In the world of Python and Trio, where producers also double as consumers, the question arises: how can one elegantly exit when

Question

In the world of Python and Trio, where producers also double as consumers, the question arises: how can one elegantly exit when

My goal is to create a basic web crawler using trio and asks. I am utilizing a nursery to launch multiple crawlers simultaneously, and a memory channel to store a list of urls to be visited.

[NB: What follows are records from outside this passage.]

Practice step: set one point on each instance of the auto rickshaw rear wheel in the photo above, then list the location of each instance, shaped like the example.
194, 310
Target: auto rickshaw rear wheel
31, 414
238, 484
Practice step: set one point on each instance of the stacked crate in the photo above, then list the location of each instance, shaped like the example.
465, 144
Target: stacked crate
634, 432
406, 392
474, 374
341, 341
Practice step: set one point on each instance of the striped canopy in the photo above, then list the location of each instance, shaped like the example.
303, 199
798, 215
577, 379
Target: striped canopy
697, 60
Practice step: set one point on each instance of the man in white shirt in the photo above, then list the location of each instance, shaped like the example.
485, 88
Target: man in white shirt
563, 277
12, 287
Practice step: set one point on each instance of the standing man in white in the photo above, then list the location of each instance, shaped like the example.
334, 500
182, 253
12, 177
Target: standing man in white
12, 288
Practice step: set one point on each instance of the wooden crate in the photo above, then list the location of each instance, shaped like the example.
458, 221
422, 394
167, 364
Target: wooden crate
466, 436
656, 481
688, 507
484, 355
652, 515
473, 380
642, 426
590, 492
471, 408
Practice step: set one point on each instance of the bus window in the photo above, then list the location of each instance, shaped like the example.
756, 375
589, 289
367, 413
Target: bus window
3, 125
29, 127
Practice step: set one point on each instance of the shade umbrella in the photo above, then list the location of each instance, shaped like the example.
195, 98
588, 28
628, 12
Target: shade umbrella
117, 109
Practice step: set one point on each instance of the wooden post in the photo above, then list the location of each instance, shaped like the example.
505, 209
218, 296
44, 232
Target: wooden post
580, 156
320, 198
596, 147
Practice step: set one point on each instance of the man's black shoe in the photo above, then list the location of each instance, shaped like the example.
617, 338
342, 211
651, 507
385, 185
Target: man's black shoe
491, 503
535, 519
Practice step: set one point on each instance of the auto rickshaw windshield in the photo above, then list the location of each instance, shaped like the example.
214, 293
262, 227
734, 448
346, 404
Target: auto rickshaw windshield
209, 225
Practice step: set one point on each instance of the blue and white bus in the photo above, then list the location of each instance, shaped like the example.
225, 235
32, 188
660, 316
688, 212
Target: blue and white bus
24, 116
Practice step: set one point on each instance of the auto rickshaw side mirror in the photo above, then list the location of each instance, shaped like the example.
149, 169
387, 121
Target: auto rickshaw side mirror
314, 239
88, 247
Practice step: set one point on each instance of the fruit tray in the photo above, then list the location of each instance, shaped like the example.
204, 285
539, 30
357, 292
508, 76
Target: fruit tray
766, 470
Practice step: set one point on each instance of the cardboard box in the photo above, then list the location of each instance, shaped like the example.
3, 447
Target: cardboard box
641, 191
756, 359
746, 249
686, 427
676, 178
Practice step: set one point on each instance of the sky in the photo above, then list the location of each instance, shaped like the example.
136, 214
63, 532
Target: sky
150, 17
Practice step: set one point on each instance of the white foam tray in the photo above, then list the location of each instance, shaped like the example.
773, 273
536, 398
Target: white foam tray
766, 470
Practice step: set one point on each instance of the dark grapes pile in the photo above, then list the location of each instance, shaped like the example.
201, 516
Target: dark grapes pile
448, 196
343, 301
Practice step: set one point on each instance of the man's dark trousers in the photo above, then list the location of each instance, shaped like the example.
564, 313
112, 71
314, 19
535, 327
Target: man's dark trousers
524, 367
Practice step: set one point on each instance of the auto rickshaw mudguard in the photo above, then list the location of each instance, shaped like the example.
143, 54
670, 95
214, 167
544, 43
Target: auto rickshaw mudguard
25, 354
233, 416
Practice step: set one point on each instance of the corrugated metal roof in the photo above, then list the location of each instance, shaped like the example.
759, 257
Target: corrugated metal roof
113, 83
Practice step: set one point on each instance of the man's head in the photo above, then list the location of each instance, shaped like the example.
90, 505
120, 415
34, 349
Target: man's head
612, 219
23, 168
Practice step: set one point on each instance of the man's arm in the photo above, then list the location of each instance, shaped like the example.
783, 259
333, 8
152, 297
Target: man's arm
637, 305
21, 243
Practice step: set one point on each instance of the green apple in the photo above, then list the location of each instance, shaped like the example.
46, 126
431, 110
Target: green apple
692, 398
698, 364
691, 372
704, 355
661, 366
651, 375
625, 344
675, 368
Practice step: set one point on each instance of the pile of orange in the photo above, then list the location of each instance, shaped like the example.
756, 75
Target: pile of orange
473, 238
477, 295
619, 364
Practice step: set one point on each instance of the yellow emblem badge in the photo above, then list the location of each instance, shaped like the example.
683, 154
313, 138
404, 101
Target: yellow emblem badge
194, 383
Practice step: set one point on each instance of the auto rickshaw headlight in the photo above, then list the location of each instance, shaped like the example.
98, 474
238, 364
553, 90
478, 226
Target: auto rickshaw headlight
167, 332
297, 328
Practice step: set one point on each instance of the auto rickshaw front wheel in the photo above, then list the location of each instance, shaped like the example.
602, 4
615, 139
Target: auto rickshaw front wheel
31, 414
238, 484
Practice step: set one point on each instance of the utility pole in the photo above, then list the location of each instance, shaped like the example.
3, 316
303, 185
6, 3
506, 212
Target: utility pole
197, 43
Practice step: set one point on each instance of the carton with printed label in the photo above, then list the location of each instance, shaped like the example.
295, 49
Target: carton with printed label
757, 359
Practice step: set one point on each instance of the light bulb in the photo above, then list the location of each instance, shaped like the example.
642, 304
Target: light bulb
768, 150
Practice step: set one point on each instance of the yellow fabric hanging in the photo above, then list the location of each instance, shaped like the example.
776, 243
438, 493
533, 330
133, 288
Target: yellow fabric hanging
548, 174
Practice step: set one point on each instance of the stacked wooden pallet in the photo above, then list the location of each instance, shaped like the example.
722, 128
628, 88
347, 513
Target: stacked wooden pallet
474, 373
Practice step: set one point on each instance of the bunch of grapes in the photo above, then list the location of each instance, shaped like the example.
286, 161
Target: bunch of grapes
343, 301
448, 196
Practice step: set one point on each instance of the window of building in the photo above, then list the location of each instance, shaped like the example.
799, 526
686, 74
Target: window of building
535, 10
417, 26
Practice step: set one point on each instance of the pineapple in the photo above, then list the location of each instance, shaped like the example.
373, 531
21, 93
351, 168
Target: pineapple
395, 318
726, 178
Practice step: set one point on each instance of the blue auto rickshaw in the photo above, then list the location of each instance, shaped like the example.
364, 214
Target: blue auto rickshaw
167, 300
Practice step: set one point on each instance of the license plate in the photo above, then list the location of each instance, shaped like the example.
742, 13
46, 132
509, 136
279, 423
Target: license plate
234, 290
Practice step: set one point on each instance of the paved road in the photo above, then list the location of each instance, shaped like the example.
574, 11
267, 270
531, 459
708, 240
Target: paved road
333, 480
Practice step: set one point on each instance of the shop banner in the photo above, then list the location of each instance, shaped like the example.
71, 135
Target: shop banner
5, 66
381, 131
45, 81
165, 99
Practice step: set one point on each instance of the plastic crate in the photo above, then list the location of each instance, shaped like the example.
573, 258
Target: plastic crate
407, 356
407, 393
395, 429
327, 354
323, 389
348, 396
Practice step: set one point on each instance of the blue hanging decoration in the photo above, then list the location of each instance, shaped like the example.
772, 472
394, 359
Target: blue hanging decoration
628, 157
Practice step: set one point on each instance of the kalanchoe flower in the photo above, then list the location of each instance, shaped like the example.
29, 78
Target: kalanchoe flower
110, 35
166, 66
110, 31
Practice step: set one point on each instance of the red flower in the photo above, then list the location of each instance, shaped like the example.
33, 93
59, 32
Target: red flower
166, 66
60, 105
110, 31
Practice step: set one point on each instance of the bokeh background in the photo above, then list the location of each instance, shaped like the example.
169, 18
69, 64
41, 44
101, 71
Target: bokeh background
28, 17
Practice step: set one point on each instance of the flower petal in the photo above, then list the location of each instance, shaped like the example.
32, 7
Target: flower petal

Each crawler is given copies of both ends of the channel so they can retrieve a url (using receive_channel), read its content, discover new urls to visit, and add them back to the channel (via send_channel).

async def main():
    send_channel, receive_channel = trio.open_memory_channel(math.inf)
    async with trio.open_nursery() as nursery:
        async with send_channel, receive_channel:
            nursery.start_soon(crawler, send_channel.clone(), receive_channel.clone())
            nursery.start_soon(crawler, send_channel.clone(), receive_channel.clone())
            nursery.start_soon(crawler, send_channel.clone(), receive_channel.clone())


async def crawler(send_channel, receive_channel):
    async for url in receive_channel:  # I'm a consumer!
        content = await ...
        urls_found = ...
        for u in urls_found:
            await send_channel.send(u)  # I'm a producer too!

In this scenario, the consumers actually act as producers. How can everything be stopped gracefully?

The criteria for shutting down all processes are:

The channel must be empty,
AND
All crawlers must be stuck at the first for loop, waiting for a url that will never appear in receive_channel.

I have attempted using async with send_channel within crawler(), but have not come up with an effective solution. Other approaches, such as implementing a worker pool bound to a memory channel, have also been unsuccessful.

python channel consumer producer python-trio

Answer 1

Answer №1

It appears that there are a couple of issues here.

Firstly, the assumption about stopping when the channel is empty is problematic. Since the memory channel is allocated with a size of 0, it will always be empty. The handoff of a URL can only occur if a crawler is prepared to receive it.

This leads to the second issue. If you happen to discover more URLs than the number of crawlers you have allocated, the application will end up deadlocked.

The reason for this is that if you cannot pass off all the found URLs to a crawler, the crawler will never be ready to receive a new URL to crawl because it is stuck waiting for another crawler to take one of its URLs.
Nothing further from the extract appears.